By Steven R. Drexel, President and CEO of Cornerstone Staffing Solutions, Inc.




On Friday December 2nd, the Bureau of Labor Statistics (“BLS”) released its monthly summary of labor market activity covering November 2016. The consensus expectation called for job growth to improve moderately from October’s somewhat disappointing increase which was originally reported as 161,000 net new jobs. The consensus expectation for September’s job growth was 180,000 positions. The official report indicated that November’s growth, at 178,000 positions, was remarkably close to the expectation. More surprising was the fact that the unemployment rate decreased by three tenths to 4.6 percent. The broadest measure of unemployment that includes those marginally attached and working part time for economic reasons also declined by two tenths to 9.3 percent. Sadly, the improvement in the unemployment rate occurred for the wrong reason given that discouraged workers left the labor force in large numbers. This was evident as the labor force participation rate declined to 62.7 percent as an additional 446,000 civilians left the labor force during November. Another disappointing detail in the report was the observation that average hourly earnings slipped from a 2.8 percent annual increase down to 2.5 percent during November. Moreover, the average workweek was unchanged sequentially at 34.4 hours. The business sector metrics indicated that a notably smaller majority of the industries grew during November as 55.5 percent were up or flat compared to 59.2 percent October. Conspicuously, construction (+19k) and mining and logging (+2k) improved as did the usual suspects, professional and business services (+63k) and education and health services (+44k). Additionally, leisure and hospitality (+29k) and government (22k) grew. Declining industries included manufacturing (-4k), unexpectedly, along with retail trade (-9.3k), utilities (-0.3k) and information (-10k).

In summary, the Employment Report for November was on one hand solid – with respect to job growth, and on the other hand, soft – with respect to wage growth and labor force participation. On balance, the economy is still adding jobs, a remarkable seven years into the expansion. And yet, because it has been a slow-growth economy and inflation remains low, wage growth remains stubbornly subdued. These factors as well as a mismatch between jobs available and jobs desired leaves an unusual amount of slack for this point in the business cycle. There were mixed indications in this report, but the most important metric, job growth, points to a healthy and still expanding job market that remains consistent with a long but slow and steady economic expansion.


Word on the street

In the real world of staffing and employment services, there is a sense that November was stronger than recent months. Wage rates have been improving and direct hire placements remain strong. There are no signs of an increase in layoffs, this year. However, orders remain harder to fill in part because the labor market continues to tighten, particularly for higher skilled workers.
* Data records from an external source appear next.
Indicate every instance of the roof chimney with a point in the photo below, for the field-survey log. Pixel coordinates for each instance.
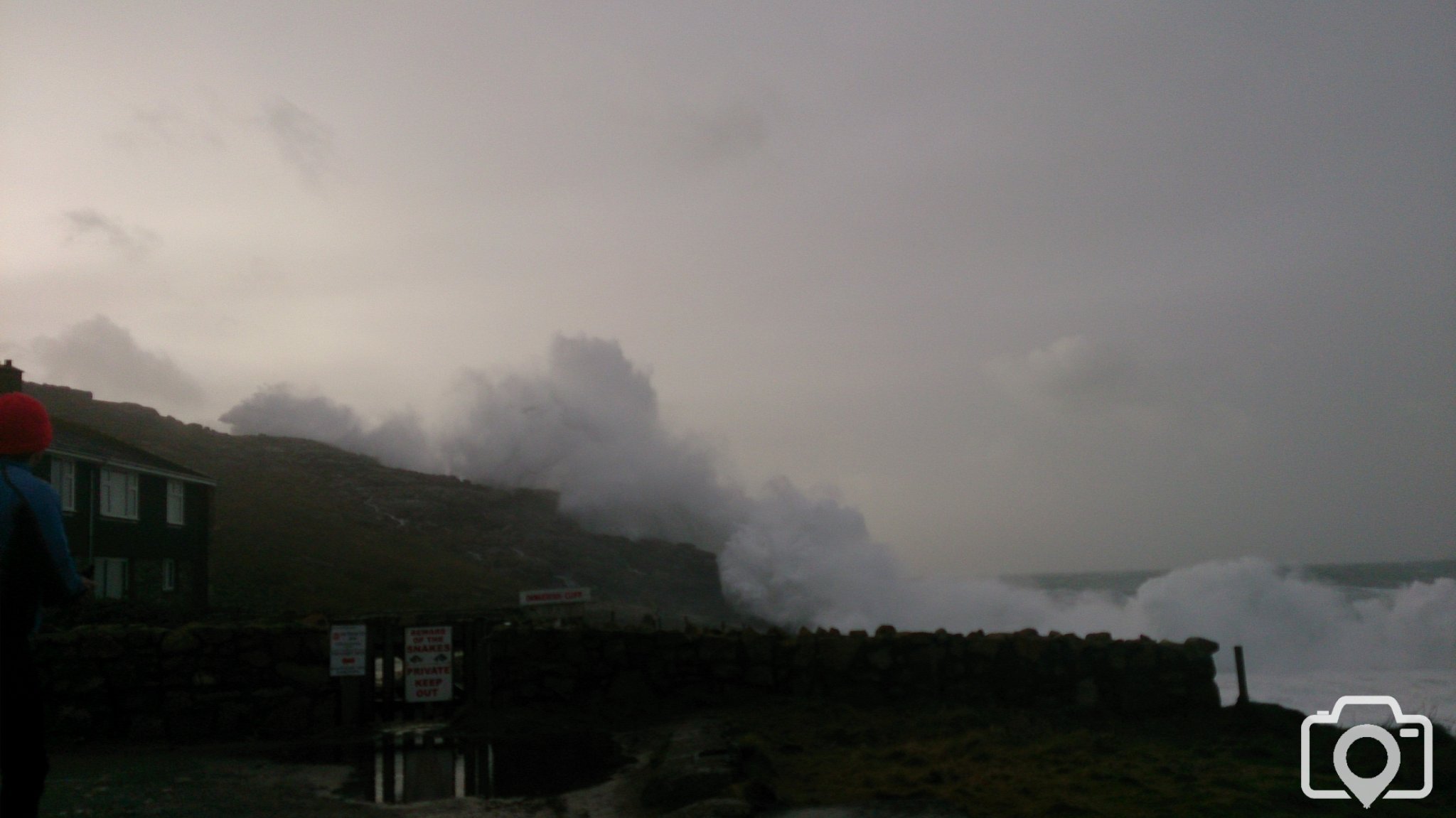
(11, 379)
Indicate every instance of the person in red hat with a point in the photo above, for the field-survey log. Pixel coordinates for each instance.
(36, 571)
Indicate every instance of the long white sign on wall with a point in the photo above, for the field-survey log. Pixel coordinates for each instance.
(348, 648)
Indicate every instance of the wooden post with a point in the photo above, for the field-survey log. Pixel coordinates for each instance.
(1238, 667)
(387, 662)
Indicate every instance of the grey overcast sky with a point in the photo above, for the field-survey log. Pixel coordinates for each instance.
(1034, 286)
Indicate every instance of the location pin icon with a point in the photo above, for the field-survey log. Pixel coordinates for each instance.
(1368, 790)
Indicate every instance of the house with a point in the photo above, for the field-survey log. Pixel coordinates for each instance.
(141, 522)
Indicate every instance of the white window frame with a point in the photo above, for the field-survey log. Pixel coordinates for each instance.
(118, 494)
(111, 568)
(176, 502)
(63, 478)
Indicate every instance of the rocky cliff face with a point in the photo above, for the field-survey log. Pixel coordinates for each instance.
(308, 527)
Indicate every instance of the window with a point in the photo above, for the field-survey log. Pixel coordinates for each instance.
(118, 494)
(175, 502)
(63, 478)
(111, 578)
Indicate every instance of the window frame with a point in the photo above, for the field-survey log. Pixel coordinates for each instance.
(104, 572)
(63, 479)
(176, 502)
(130, 487)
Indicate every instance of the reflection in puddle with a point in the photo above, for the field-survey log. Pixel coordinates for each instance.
(421, 763)
(411, 768)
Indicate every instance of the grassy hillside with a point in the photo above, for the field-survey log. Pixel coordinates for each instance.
(306, 527)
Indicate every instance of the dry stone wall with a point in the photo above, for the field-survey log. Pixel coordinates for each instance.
(539, 665)
(188, 683)
(229, 682)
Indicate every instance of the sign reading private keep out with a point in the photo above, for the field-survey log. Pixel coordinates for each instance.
(429, 657)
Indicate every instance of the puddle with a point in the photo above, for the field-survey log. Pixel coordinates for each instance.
(422, 763)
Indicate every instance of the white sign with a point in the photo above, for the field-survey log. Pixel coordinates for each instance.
(555, 596)
(429, 658)
(348, 650)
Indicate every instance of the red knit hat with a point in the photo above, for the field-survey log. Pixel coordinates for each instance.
(25, 427)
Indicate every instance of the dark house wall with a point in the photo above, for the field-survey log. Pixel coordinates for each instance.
(147, 540)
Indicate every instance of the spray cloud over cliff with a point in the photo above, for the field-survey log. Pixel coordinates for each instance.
(589, 427)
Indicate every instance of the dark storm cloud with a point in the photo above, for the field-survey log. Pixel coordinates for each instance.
(277, 411)
(105, 358)
(89, 225)
(305, 141)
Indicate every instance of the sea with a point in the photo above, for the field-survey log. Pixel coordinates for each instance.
(1311, 633)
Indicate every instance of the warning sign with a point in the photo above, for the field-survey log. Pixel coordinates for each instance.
(555, 597)
(348, 650)
(429, 658)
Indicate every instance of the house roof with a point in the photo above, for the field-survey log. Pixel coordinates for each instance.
(85, 443)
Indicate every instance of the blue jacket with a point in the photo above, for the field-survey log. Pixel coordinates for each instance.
(47, 574)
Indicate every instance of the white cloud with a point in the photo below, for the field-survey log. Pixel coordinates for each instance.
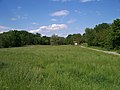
(19, 7)
(53, 20)
(52, 27)
(71, 21)
(35, 23)
(61, 13)
(62, 0)
(4, 28)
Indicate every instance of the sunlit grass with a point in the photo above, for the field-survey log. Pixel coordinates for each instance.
(58, 68)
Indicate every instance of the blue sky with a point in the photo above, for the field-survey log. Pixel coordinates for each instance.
(61, 17)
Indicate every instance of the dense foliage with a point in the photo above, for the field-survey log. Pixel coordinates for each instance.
(102, 35)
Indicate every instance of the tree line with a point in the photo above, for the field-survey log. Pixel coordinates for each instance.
(103, 35)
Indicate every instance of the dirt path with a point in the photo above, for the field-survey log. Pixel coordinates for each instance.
(109, 52)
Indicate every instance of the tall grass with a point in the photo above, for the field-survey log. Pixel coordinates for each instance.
(58, 68)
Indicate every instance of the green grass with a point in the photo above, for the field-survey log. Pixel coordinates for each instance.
(58, 68)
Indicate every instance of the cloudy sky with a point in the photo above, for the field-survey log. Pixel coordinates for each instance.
(60, 17)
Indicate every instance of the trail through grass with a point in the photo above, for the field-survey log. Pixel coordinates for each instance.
(58, 68)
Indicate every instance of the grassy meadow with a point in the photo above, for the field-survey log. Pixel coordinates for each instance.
(58, 68)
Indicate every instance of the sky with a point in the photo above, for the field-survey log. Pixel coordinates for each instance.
(61, 17)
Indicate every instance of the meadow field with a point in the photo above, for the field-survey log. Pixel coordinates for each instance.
(58, 68)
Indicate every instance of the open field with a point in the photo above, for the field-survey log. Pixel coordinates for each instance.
(58, 68)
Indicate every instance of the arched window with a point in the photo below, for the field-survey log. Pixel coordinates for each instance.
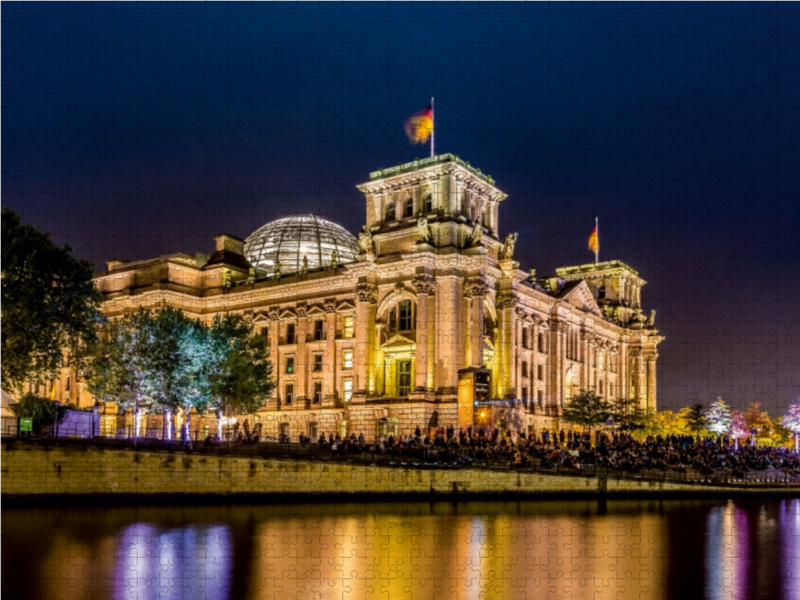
(405, 315)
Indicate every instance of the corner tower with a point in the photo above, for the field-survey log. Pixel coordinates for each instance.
(440, 204)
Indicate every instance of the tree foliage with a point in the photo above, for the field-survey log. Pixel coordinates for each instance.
(586, 409)
(144, 360)
(758, 419)
(693, 417)
(50, 305)
(41, 410)
(240, 374)
(165, 361)
(628, 414)
(718, 417)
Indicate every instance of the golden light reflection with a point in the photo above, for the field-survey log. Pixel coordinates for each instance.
(460, 557)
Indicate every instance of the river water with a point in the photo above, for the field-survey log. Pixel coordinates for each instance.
(737, 549)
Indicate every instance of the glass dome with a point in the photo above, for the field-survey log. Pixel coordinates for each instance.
(291, 238)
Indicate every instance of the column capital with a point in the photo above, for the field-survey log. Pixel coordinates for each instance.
(423, 285)
(366, 292)
(506, 302)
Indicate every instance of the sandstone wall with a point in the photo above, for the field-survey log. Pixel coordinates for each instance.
(34, 470)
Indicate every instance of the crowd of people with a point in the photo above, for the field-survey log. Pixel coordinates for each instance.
(567, 449)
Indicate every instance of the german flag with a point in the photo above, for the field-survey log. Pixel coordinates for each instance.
(419, 126)
(594, 241)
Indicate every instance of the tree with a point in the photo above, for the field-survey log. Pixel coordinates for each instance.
(758, 419)
(738, 428)
(628, 414)
(150, 360)
(718, 417)
(586, 409)
(41, 410)
(240, 374)
(50, 305)
(693, 417)
(791, 420)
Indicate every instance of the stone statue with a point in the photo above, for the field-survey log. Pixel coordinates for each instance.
(477, 235)
(423, 230)
(366, 242)
(508, 246)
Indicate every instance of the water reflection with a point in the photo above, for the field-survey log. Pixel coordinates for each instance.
(461, 551)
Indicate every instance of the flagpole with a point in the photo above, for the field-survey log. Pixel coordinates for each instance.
(433, 129)
(597, 242)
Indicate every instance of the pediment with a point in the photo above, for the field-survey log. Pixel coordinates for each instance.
(398, 340)
(345, 305)
(581, 297)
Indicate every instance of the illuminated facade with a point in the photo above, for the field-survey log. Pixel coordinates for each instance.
(373, 335)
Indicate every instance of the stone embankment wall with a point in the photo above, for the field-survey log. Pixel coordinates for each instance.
(41, 470)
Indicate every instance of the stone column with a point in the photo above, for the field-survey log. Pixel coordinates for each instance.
(301, 358)
(423, 287)
(651, 381)
(366, 296)
(447, 331)
(506, 308)
(584, 358)
(519, 352)
(476, 291)
(331, 362)
(556, 358)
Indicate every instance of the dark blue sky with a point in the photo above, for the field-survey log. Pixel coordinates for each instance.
(132, 130)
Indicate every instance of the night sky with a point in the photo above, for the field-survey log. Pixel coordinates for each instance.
(134, 130)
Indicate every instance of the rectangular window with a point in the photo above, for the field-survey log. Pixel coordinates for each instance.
(347, 386)
(404, 378)
(317, 392)
(348, 326)
(288, 393)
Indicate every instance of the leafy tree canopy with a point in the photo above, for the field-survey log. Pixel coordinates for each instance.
(50, 305)
(586, 409)
(719, 417)
(41, 410)
(240, 374)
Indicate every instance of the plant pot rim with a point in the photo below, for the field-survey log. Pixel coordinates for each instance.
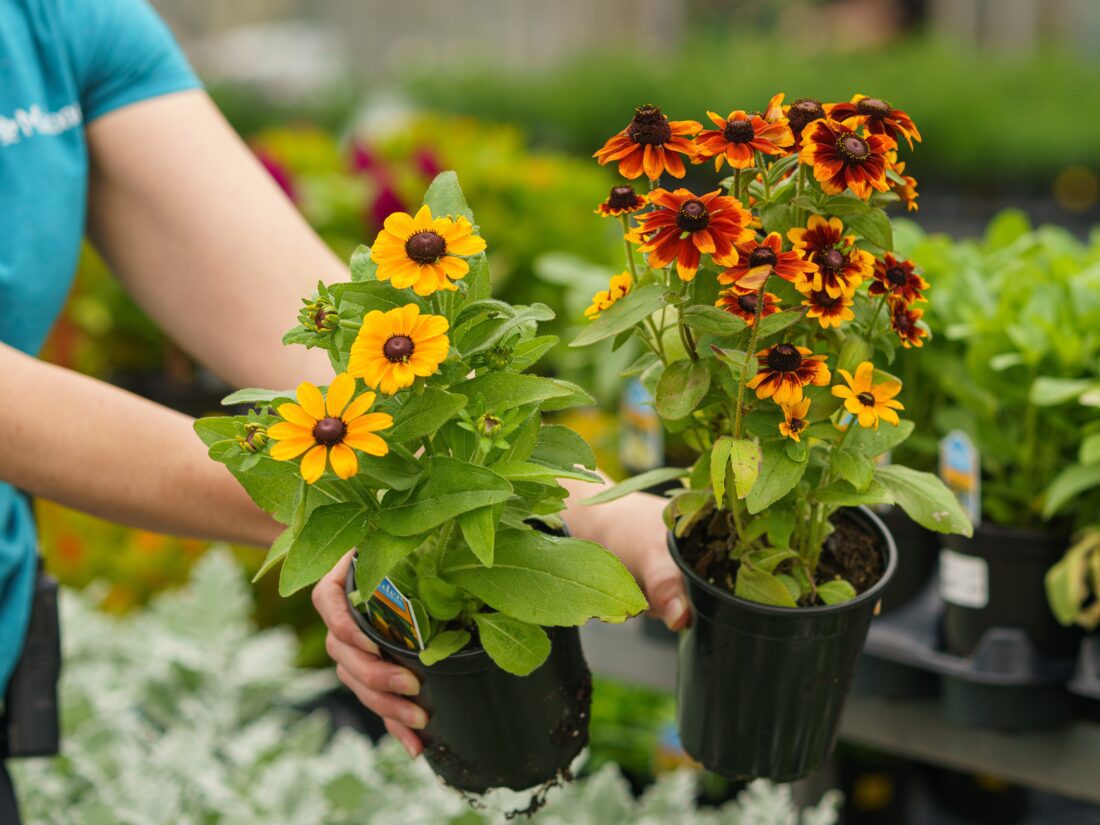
(889, 551)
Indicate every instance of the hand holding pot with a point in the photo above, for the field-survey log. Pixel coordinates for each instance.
(378, 684)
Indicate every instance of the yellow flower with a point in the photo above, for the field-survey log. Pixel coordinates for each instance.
(794, 419)
(866, 400)
(394, 348)
(421, 252)
(620, 285)
(329, 429)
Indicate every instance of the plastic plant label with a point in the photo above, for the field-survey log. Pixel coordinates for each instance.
(964, 580)
(960, 470)
(392, 615)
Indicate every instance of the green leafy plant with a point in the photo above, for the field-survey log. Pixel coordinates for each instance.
(746, 375)
(439, 483)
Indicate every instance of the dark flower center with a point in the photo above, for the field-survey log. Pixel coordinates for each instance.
(649, 127)
(622, 197)
(738, 131)
(762, 256)
(831, 259)
(426, 248)
(329, 431)
(897, 276)
(873, 107)
(693, 217)
(854, 147)
(398, 348)
(784, 359)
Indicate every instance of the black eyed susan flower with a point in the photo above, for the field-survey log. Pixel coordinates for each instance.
(619, 286)
(738, 136)
(622, 200)
(395, 348)
(906, 322)
(329, 429)
(685, 226)
(425, 252)
(744, 305)
(783, 370)
(867, 400)
(757, 260)
(844, 160)
(898, 279)
(829, 310)
(794, 419)
(650, 144)
(877, 116)
(840, 265)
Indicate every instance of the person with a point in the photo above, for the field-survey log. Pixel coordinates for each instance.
(105, 130)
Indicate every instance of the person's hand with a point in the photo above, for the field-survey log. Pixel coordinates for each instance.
(378, 684)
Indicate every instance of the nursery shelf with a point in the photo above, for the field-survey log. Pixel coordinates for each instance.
(1064, 760)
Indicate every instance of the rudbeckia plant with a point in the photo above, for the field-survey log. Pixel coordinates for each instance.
(427, 454)
(770, 305)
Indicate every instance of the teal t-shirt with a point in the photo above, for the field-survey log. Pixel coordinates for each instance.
(63, 63)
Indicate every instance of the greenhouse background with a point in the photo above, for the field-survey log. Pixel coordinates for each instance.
(353, 108)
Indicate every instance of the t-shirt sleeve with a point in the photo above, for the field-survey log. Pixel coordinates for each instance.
(123, 53)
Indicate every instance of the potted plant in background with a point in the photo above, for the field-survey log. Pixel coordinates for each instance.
(427, 453)
(761, 307)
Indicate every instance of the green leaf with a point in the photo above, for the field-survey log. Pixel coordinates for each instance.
(424, 414)
(924, 498)
(443, 645)
(479, 529)
(378, 556)
(681, 388)
(836, 592)
(517, 647)
(644, 481)
(329, 532)
(779, 474)
(762, 587)
(634, 308)
(452, 487)
(713, 320)
(547, 580)
(1070, 482)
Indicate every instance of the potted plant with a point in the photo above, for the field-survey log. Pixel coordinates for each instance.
(761, 303)
(427, 453)
(1018, 371)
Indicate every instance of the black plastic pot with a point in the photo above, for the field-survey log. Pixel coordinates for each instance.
(760, 689)
(488, 728)
(996, 580)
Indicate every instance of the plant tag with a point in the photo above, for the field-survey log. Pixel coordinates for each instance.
(960, 470)
(964, 580)
(393, 616)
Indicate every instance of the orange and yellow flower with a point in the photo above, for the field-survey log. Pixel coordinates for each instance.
(650, 144)
(328, 429)
(619, 286)
(622, 200)
(866, 400)
(784, 369)
(844, 160)
(898, 279)
(877, 116)
(744, 305)
(738, 136)
(425, 252)
(794, 419)
(394, 349)
(842, 267)
(757, 260)
(685, 226)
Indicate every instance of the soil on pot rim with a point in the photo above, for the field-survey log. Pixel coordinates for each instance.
(850, 552)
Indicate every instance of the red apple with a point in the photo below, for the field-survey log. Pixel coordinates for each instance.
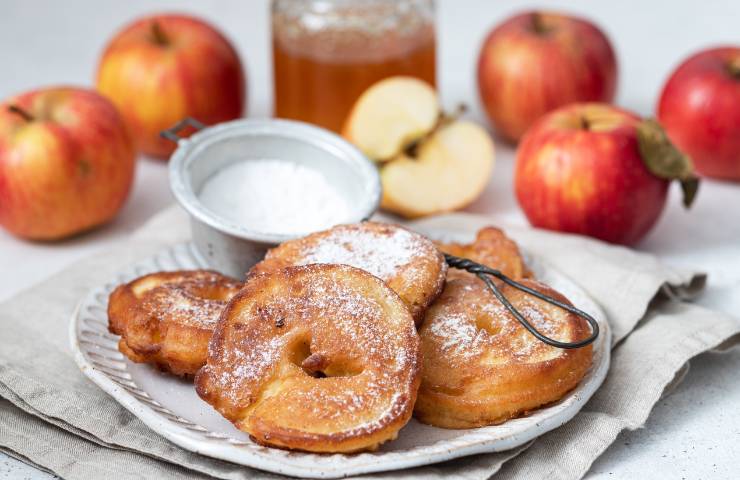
(161, 69)
(66, 162)
(596, 170)
(700, 110)
(535, 62)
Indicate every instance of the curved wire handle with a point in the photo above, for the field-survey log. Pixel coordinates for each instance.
(483, 272)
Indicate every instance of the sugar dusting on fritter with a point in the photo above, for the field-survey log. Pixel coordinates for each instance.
(459, 335)
(338, 309)
(381, 253)
(189, 299)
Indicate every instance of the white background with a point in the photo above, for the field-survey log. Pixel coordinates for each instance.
(693, 433)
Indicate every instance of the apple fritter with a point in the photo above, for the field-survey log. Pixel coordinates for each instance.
(491, 248)
(320, 358)
(167, 318)
(408, 262)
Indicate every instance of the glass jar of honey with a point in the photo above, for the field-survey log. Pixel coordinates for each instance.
(327, 52)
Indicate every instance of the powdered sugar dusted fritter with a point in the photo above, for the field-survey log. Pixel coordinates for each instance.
(408, 262)
(491, 248)
(167, 318)
(322, 358)
(481, 367)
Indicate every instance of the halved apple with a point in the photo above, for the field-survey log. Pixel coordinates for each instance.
(390, 115)
(450, 169)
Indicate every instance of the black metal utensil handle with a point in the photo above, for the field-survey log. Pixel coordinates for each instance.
(172, 132)
(484, 273)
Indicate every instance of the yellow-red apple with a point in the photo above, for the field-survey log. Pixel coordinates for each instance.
(700, 110)
(597, 170)
(537, 61)
(163, 68)
(66, 162)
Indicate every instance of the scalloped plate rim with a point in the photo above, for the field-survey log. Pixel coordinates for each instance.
(279, 461)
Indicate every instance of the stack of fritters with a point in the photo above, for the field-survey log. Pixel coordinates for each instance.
(319, 349)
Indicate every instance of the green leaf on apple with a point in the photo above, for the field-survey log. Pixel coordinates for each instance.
(666, 161)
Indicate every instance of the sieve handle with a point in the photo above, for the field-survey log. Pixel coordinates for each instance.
(171, 133)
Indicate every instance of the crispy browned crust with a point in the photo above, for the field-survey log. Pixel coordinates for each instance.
(418, 277)
(166, 319)
(491, 248)
(481, 367)
(321, 358)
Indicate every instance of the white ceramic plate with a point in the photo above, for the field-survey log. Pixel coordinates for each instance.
(170, 406)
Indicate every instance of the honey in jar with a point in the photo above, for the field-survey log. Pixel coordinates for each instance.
(326, 53)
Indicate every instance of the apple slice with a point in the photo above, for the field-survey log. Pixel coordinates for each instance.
(451, 168)
(390, 115)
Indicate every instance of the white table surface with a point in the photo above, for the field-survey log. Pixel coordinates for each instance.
(694, 432)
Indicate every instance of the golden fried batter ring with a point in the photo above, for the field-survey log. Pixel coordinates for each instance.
(321, 358)
(491, 248)
(408, 262)
(481, 367)
(167, 318)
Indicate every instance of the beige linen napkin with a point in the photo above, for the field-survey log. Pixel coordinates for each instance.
(53, 417)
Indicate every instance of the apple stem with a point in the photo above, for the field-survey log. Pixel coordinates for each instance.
(539, 25)
(158, 34)
(22, 113)
(412, 150)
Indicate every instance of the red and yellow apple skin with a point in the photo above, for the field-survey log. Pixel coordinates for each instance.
(579, 170)
(537, 61)
(700, 111)
(163, 68)
(66, 162)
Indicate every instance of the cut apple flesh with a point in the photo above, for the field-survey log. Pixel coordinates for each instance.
(451, 169)
(390, 115)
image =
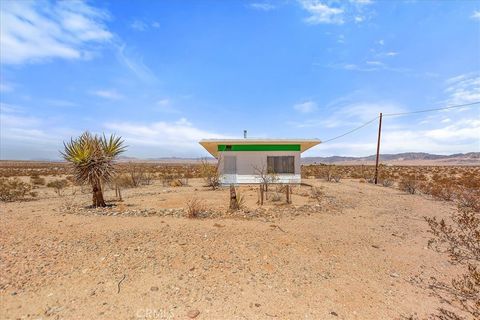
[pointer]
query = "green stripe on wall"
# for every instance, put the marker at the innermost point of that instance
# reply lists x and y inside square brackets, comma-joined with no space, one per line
[259,147]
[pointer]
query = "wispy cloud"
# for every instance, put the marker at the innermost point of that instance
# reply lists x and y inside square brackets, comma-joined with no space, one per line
[262,6]
[476,15]
[26,137]
[142,25]
[305,107]
[110,94]
[165,105]
[5,87]
[34,31]
[368,66]
[362,2]
[463,88]
[135,64]
[172,138]
[322,13]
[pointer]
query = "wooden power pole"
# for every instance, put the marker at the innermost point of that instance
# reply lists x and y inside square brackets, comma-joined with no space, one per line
[378,148]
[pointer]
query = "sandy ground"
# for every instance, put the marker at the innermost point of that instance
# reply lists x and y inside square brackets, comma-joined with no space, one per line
[363,260]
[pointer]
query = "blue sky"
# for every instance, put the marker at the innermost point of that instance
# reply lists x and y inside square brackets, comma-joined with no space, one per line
[164,74]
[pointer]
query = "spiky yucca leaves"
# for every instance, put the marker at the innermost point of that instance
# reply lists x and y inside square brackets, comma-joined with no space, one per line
[92,157]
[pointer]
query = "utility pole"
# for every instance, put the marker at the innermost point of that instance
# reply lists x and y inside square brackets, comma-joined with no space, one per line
[378,148]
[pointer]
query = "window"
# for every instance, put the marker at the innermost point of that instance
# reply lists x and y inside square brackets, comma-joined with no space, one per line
[281,164]
[230,165]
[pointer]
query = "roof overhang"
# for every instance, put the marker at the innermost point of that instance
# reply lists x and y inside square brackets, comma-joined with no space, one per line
[211,145]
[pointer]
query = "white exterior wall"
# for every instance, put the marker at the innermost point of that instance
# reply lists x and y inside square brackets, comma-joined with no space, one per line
[248,160]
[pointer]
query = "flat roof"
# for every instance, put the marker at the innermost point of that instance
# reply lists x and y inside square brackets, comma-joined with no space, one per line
[211,145]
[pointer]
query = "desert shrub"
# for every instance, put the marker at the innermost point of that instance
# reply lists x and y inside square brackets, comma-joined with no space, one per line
[36,180]
[210,174]
[387,182]
[408,184]
[195,207]
[317,193]
[460,239]
[138,174]
[15,190]
[176,183]
[276,197]
[58,185]
[239,202]
[123,181]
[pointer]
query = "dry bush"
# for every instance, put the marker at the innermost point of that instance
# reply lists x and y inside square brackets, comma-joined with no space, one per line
[195,208]
[210,174]
[239,202]
[276,197]
[58,185]
[123,181]
[460,239]
[387,182]
[317,193]
[138,174]
[336,177]
[15,190]
[36,180]
[408,184]
[266,176]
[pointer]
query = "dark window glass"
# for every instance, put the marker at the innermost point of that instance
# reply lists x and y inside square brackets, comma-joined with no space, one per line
[281,164]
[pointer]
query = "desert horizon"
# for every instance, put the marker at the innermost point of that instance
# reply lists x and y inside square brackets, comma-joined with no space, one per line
[241,159]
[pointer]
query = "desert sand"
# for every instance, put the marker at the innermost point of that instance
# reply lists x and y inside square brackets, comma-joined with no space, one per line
[361,254]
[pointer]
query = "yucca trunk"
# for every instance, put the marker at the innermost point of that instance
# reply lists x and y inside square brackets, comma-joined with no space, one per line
[97,199]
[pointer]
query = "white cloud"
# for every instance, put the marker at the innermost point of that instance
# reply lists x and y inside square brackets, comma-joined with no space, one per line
[143,25]
[305,107]
[322,13]
[263,6]
[139,25]
[33,31]
[5,87]
[362,2]
[463,89]
[172,138]
[391,53]
[476,15]
[135,64]
[26,137]
[111,94]
[359,19]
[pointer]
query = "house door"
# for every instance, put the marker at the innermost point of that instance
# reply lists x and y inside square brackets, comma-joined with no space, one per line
[230,169]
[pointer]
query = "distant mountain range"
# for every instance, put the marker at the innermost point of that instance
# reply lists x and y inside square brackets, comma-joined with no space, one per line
[407,157]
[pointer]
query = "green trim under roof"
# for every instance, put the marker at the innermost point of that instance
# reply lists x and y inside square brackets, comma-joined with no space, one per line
[258,147]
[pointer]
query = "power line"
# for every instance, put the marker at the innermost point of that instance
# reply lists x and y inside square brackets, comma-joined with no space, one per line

November was sequentially stronger and encouraging.


The Outlook

The recent economic data has been generally better than expected. Gross Domestic Product (GDP) during the third quarter rebounded, following three weak quarters, to reach a better than anticipated 3.2 percent. Both retail sales and consumer confidence grew and exceeded expectations. Manufacturing, as measured by the ISM survey, industrial production and durable goods orders, is improving and finally, authorized building permits improved as well. Employment growth as well as broader economic growth will continue consistent with an aging expansion and a tightening labor market. The domestic economy, as measured by GDP, is certainly stronger during the second half of 2016, as some of the headwinds subside and corporate profits recover after about five soft quarters. Employment growth will average less than 200,000 positions during 2017 even as GDP growth improves. Moderate job growth will be sufficient, to support a growing labor force, a low unemployment rate, and increasing average hourly earnings. The expansion will continue during 2017 through 2018 growing at better than 2.0 percent but less than 3.0 percent.